2022-01-22T02:31:49Z D! [outputs.influxdb] Buffer fullness: 0 / 10000 metrics

…and this just carries on indefinitely. I would expect something other than 0 / 10000 metrics roughly every 10-15 minutes but no data is ever written and nothing appears in the logs showing an issue.

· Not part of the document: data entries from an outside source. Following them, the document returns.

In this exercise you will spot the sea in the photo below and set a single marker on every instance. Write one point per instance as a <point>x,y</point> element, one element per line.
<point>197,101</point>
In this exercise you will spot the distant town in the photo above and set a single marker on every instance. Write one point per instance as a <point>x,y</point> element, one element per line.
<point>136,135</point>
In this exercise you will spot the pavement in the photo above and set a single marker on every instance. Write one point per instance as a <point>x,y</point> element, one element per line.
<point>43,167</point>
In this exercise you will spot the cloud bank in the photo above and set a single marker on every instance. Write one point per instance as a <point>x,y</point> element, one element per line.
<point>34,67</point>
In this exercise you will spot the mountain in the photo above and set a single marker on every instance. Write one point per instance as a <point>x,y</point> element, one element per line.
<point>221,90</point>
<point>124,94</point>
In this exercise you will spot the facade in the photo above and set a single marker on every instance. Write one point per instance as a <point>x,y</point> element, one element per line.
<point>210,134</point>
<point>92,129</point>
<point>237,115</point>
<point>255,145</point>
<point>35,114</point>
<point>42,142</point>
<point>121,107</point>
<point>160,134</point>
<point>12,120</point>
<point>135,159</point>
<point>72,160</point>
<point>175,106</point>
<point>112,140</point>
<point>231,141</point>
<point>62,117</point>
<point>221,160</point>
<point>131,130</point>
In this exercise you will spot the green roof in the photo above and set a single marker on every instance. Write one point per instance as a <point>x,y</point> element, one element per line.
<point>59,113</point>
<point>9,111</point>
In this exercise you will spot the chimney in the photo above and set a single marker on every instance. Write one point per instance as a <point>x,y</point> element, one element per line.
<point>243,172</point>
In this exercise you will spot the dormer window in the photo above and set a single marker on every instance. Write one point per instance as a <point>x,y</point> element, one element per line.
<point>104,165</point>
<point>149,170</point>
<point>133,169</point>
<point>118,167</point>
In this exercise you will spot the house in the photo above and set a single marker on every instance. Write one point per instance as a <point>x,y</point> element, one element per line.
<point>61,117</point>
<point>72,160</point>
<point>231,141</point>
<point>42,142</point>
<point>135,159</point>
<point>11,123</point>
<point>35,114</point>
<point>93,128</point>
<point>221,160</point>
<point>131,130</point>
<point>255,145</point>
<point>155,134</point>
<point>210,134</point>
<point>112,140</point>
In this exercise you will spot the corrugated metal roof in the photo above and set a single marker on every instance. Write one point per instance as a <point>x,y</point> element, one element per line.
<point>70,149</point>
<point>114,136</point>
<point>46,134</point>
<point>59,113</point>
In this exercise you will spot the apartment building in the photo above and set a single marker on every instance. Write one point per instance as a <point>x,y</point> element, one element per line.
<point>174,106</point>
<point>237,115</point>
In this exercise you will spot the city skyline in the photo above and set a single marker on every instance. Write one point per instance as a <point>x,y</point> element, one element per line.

Please help me determine what is going on here. This input could definitely use more messaging when debug is enabled!

Hi,

This is the only message that stands out to me. Does it look like the credentials and/or tokens are not getting accepted?

You are using two configuration files:

/etc/telegraf/telegraf.conf
/etc/telegraf/telegraf.d/exec.conf

By default, the first file will have influxdb output uncommented and require some configuration.